Yes, You Can Plant Flowers in the Fall! Here’s How…

Most people think of spring and summer when it comes to planting flowers, but many people wish their front yards looked colorful in the cooler months of the year as well. It may come as a surprise to some, but you actually can plant in the fall, whether you want to enjoy the colors come springtime or you want to beautify your front yard all of those fall festivities you have planned. Just because the weather turns cold doesn’t mean your yard has to! In fact, according to Better Homes & Gardens (BHG), fall has more good planting days than spring does. There are several ways to do this.

  1. Think of fall as the perfect time to prepare for spring…because it is! According to Lowe’s, August-September is actually a great time to plan and shop for your spring garden, while late September-early November is actually the prime time for planting. (Yes, you read that right…early November!) Now, of course this depends on the weather – your neighbors might grow concerned if they see you trying to plant flowers in a blizzard. But if you plant certain flowers in the fall, be ready for a burst of color come spring!
  1. Lilies galore! Lilies are one of the best flowers to plant in the fall time. The best time to plant these beautiful bulbs is surprisingly from mid-September to mid-October, before the cold winter temperatures hit. Why? The roots will be well-established come early summer, when they begin to bloom, and the winter chill will help produce bigger, better blooms! Lilies bloom from early summer into the fall, so they’re sure to wow anyone who even glances in the general direction of your home. Plus, they’re pretty low-maintenance, which is always a good thing!
  1. Pleasing perennials. Like lilies, other perennial flowers like peonies and hostas, are great bulbs to planted, transplanted, or replanted in the fall. Just be sure to keep them well watered until the ground freezes, or else their roots won’t be well established or healthy enough when spring hits.
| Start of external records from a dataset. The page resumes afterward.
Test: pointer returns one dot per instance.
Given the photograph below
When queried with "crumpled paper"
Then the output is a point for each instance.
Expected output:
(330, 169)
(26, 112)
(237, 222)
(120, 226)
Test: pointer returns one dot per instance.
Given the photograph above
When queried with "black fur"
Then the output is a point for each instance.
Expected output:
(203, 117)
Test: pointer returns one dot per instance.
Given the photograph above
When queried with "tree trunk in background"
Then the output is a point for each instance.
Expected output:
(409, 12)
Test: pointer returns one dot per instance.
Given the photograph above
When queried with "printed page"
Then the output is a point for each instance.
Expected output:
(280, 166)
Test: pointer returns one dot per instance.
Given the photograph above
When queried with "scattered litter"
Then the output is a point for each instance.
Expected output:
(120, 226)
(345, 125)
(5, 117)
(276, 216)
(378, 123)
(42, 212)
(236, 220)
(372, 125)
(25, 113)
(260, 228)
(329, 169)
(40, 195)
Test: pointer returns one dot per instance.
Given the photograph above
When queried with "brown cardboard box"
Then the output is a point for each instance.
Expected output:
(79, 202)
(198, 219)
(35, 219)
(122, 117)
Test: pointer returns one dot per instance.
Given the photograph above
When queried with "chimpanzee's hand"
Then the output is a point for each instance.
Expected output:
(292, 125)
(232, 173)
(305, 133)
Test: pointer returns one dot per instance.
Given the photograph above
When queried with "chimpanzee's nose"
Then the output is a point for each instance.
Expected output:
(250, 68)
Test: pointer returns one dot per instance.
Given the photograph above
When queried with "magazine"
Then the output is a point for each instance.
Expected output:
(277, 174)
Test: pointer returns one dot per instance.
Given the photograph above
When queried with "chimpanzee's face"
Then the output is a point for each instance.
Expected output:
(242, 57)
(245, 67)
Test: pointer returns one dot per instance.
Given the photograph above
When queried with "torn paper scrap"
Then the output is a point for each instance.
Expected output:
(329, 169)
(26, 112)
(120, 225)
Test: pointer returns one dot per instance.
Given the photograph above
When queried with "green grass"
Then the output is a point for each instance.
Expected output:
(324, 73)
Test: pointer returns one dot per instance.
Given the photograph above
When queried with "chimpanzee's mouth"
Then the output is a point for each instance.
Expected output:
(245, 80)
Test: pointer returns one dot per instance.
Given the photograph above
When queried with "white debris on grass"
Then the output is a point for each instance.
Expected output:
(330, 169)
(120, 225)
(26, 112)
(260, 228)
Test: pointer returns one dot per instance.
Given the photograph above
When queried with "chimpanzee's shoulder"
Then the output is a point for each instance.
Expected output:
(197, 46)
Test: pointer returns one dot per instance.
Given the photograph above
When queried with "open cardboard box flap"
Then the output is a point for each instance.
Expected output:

  2. Don’t forget about the pansy! While lilies and peonies are great to plant in the fall in preparation for your spring and summer spectacles, pansies are the perfect flower for your fall – and even your winter – garden. While technically a perennial flower, they’re often treated as annuals because they actually prefer cooler weather and their stems can get weak in the heat of the summer. If you want pansies in the spring or summer, feel free to plant them in the winter. But, if you want to have those pops of color in the fall, plant pansies in the summer. Not only will they bloom in the fall, but they may even make it into the winter months! They’re a hearty, strong flower, and some varieties can even withstand a light snow!
  3. Cool as a cucumber. OK, maybe not cucumbers…but there are plenty of other vegetables that thrive in cooler weather! Brussel sprouts, lettuce, carrots, radishes, spinach, cabbage, kale, and a few other veggies can be planted as late as August for a decent fall harvest. It’s best to of course check your seed packets and consider when your area’s first frost will be to give proper maturation time. Many greens (like lettuce and spinach) that don’t take too long to mature can be planted even later, and according to BHG, many root crops taste a tad bit sweeter when harvested after the first frost.
  4. Mums the word. Chrysanthemums and other varieties of mums are the ultimate late bloomer, making their showy debut in late summer and going strong well into the fall season. However, fall is not the best time to plant them. They’re included on this list because they’re a great addition to your yard if you want to have that added color in your fall garden. The prime time to plant any variety of mums is in the springtime so that their roots can be fully established come their big autumn reveal.
  5. Just shrub it off. Fall is the perfect time to plant trees and shrubs, because it’s not too hot for the gardener at work, but it’s still warm enough for the root system to get established in the soil. Like the perennial bulbs, keep new trees and shrubs watered well, until the first frost. Try to plant trees, shrubs, and the other flowers mentioned between mid-August and mid-October, and choose tree species that have shallow, fibrous root systems to plant during this time, as they’re easier to plant in the fall. These include trees like ash, crabapple, buckeye, elm, sycamore, pines, spruce, and maple, among others. The majority of deciduous shrubs (that is, shrubs that shed their leaves seasonally) are also easily planted in the fall.